Someone shared a ‘guru cartoon’ with me today (please stop blind-sharing these self-absorbed phoneys), where the message was ‘be happy’ – genius! Of course, we all want to be happy but someone shouting it at you will usually have the opposite effect. Most of the stuff these self-styled ‘experts’ churn out is like Usain Bolt’s coach telling him to run faster.
The reality is that over the longer-term, people motivate themselves and it’s our job as managers to create an environment for them to do so. How?
1. Take care of the hygiene factors i.e. remove obvious demotivating factors from the environment. If employees know that others are doing the same job as they are, but getting more money, they are justifiably pissed off. If they have a two-hour round-trip to the office just so you can watch them work, you lessen their commitment, and their respect for you. Be flexible and help them to spend more time working in their unique ability.

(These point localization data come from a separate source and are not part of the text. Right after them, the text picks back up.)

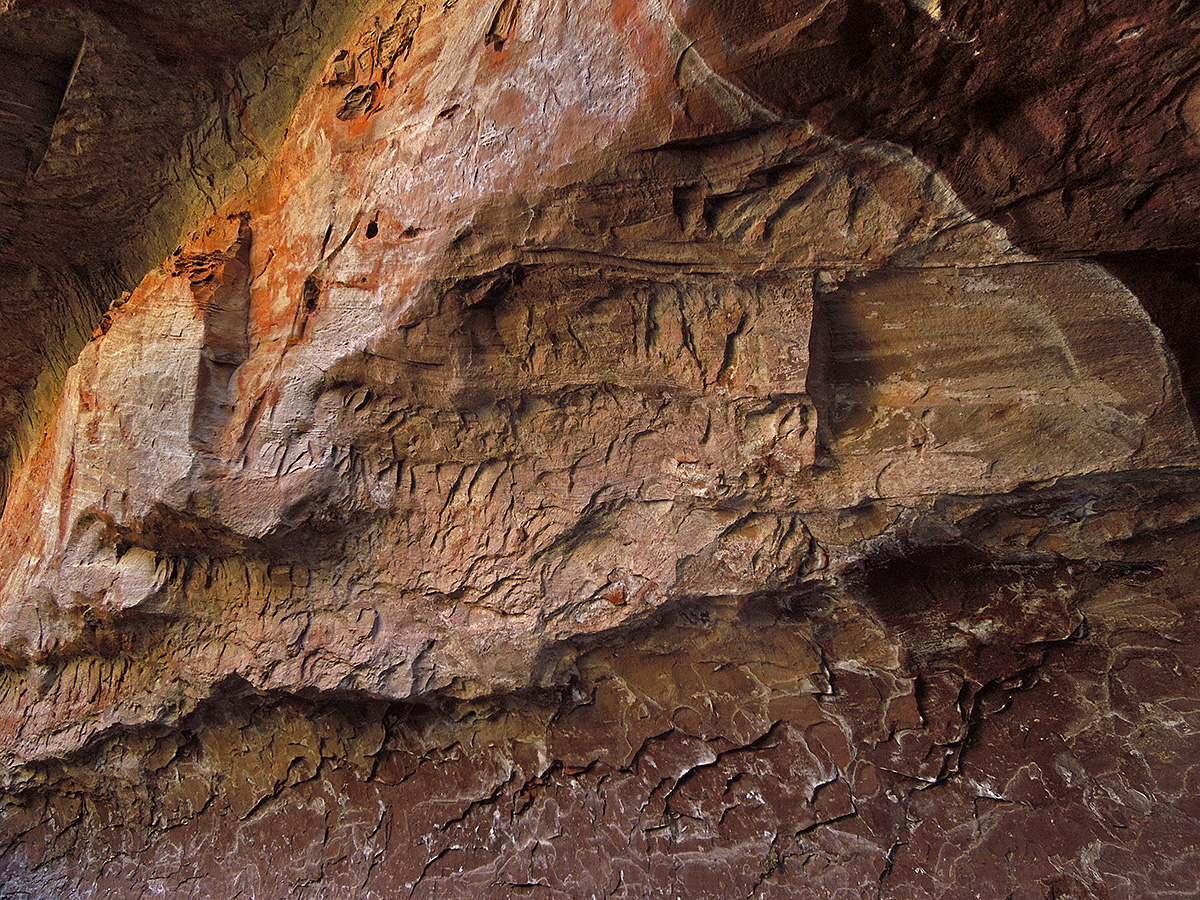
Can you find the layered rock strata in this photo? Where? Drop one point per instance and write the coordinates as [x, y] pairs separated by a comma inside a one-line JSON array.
[[570, 471]]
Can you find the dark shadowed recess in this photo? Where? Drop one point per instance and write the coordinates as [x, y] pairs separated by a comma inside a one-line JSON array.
[[1074, 125], [119, 120]]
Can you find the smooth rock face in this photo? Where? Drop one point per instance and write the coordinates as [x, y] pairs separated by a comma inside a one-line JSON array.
[[568, 472]]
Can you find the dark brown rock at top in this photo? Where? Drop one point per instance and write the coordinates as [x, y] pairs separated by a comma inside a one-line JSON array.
[[615, 449]]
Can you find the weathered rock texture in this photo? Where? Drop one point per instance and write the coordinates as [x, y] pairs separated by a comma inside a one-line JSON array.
[[604, 449]]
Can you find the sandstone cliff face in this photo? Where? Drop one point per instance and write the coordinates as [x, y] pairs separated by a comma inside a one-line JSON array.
[[634, 449]]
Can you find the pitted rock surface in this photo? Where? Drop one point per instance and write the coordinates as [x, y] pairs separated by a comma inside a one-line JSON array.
[[610, 449]]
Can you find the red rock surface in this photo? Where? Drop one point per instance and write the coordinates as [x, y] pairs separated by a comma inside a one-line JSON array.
[[631, 449]]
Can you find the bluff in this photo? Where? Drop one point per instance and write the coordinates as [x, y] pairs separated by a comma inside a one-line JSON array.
[[600, 448]]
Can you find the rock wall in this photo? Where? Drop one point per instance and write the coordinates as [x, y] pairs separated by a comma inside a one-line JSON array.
[[631, 449]]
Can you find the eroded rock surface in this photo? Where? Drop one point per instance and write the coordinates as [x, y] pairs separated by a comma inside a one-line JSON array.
[[582, 466]]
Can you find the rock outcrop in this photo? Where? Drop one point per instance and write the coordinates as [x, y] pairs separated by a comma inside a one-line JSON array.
[[610, 449]]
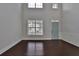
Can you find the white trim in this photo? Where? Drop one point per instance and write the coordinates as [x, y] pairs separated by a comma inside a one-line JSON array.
[[54, 20], [8, 47], [39, 39]]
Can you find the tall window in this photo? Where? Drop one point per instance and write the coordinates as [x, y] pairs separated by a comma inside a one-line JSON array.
[[35, 27]]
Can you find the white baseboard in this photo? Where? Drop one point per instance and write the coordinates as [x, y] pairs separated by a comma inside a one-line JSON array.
[[8, 47]]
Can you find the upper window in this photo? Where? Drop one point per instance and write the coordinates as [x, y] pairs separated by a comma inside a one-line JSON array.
[[55, 6], [35, 5]]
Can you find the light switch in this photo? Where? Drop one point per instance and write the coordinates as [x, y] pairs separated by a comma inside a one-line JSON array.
[[55, 5], [31, 5], [39, 5]]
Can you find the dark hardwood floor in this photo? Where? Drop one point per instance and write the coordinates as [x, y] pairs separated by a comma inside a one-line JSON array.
[[50, 48]]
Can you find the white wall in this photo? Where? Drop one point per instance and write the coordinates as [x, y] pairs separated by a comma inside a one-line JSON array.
[[47, 13], [10, 25], [70, 23]]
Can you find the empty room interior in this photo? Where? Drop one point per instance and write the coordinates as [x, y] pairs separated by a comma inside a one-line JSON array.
[[39, 29]]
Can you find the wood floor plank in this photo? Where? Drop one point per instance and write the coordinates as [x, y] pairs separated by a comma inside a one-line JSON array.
[[50, 48]]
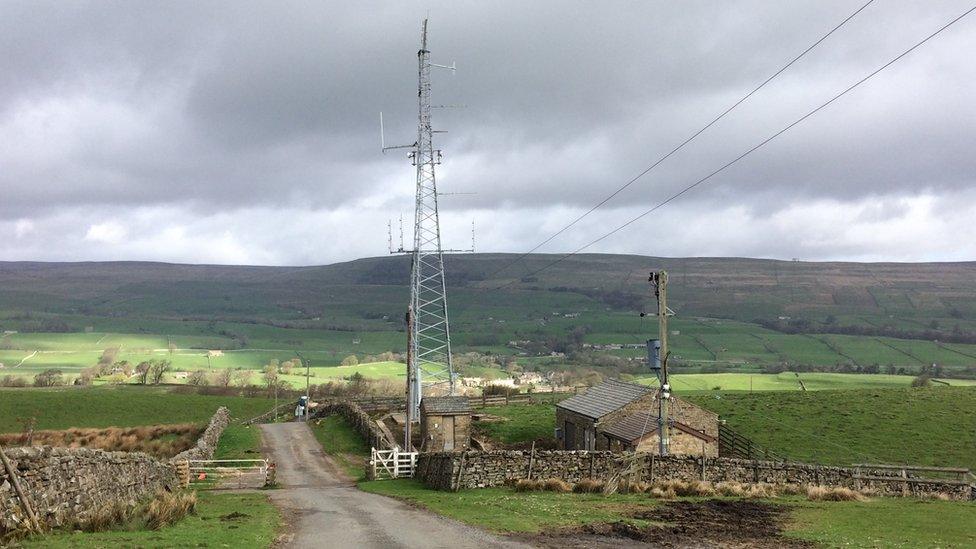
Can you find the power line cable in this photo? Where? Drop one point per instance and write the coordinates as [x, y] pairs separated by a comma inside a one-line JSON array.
[[686, 141], [746, 153]]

2. Define success, measure it, and let them get on with it. Some of the annual objectives I have seen senior managers set are laughable and amount to no more than a task list (I remember ‘attend training’ was one). Objectives are numbers that relate directly to successful outcomes, that your business can measure and report on. Ever had a KPI that when you get to appraisal time you both realise has not been recorded because the business just cannot collect that data?
3. Coach, coach, coach. Your primary role as a manager is to improve the people that work for you. Work out what they’re really good at and what they love doing and help them become better. Automate or delegate tasks below their pay grade. I know several Sales Managers who still bring their £80k salespeople in every month for a day’s ‘telethon’. Stop it! Their job should be to turn prospects onto customers. Find a cheaper and more effective way of turning suspects into prospects.
In general, avoid short-term motivational activities and speeches, disingenuous, meaningless acknowledgements and please, please, no more Whale posters and unrelatable, forgettable, template Mission and Values statements.